Парень был молодой, как Петр, и лицо нормальное. А вот поди ж ты.
В ветлечебнице заняла очередь и встала у окна, долго стояла и глядела на улицу, а перед глазами были эти ден знаки и немного торчащие глаза на нормальном лице парня, а после все заволоклось пеленой, в которой я сперва различала блеклые разводы, полосы и спирали, а после плечо моего мужа, высунувшееся из-под одеяла, белое-белое, словно из него вытекла вся кровь, а после щена у стекляшки, а после маленького брата, задохнувшегося в дифтерите, а после руки матери, режущие капусту почему-то сияющим лезвием бритвы, это сияющее лезвие ушло глубоко мне под веки, прямо в мозг. Гражданка, гражданка, это ваша собака наделала?! Мой щен никуда от меня не отходил, я чувствовала его тепло у своей ноги все время, что была здесь, точнее, пока меня здесь не было, а он сидел, прислонившись ко мне горячим больным боком, и я вдруг закричала: да не моя это, не моя, какое вы имеете право, она тут, а это там, она не отходила от меня ни на шаг, это ваше, ваше, вы виноваты, а все хотите свалить на других, невиновных! Поднялся шум и гвалт, присутствующие начали орать друг на друга, а одна девочка лет семнадцати, с высокой белой собакой, у которой свисали длинные уши, холодно посмотрела на меня и сказала матери, принимавшей активное участие в конфликте, отчетливо так сказала, я прекрасно слышала: да не связывайся ты с ней, она скоро умрет.
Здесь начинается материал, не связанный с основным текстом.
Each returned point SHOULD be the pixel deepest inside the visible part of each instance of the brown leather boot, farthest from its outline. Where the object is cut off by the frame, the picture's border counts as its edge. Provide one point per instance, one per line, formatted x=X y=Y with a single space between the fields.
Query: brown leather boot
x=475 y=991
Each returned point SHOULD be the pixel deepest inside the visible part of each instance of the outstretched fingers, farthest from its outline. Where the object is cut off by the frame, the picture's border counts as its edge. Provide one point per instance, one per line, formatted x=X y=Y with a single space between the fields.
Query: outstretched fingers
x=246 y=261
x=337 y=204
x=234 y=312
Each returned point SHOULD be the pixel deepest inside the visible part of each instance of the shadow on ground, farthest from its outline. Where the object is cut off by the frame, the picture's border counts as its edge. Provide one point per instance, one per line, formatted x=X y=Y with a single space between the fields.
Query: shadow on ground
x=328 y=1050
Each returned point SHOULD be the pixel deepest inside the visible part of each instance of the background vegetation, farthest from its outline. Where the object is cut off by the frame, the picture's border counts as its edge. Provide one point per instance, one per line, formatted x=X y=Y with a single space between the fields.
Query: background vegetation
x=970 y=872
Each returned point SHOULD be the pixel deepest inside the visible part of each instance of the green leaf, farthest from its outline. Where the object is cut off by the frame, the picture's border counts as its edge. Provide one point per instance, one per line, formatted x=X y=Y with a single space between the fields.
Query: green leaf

И я поверила ей и сразу остыла.
* * *
С тех пор минула прорва лет. Умерли Пэгги и Алексей Веньяминыч. Марь Иванна дважды побывала в дурдоме, я ее навещала. Петр по большей части живет в Германии, где ему подарили студию, он там работает. Картины его выставляются по всему миру. Оказывается, он пил и перестал. Белла уехала в Израиль. Ее замминистра попал в администрацию президента и бросил ее. Не администрацию, а Беллу. Слава Богу, жив мой щен. Но нет страны, в которой все это происходило. Кляня все, чем она измучила меня, моих близких и дальних, я люблю ее прогорклой и нежной любовью и плачу.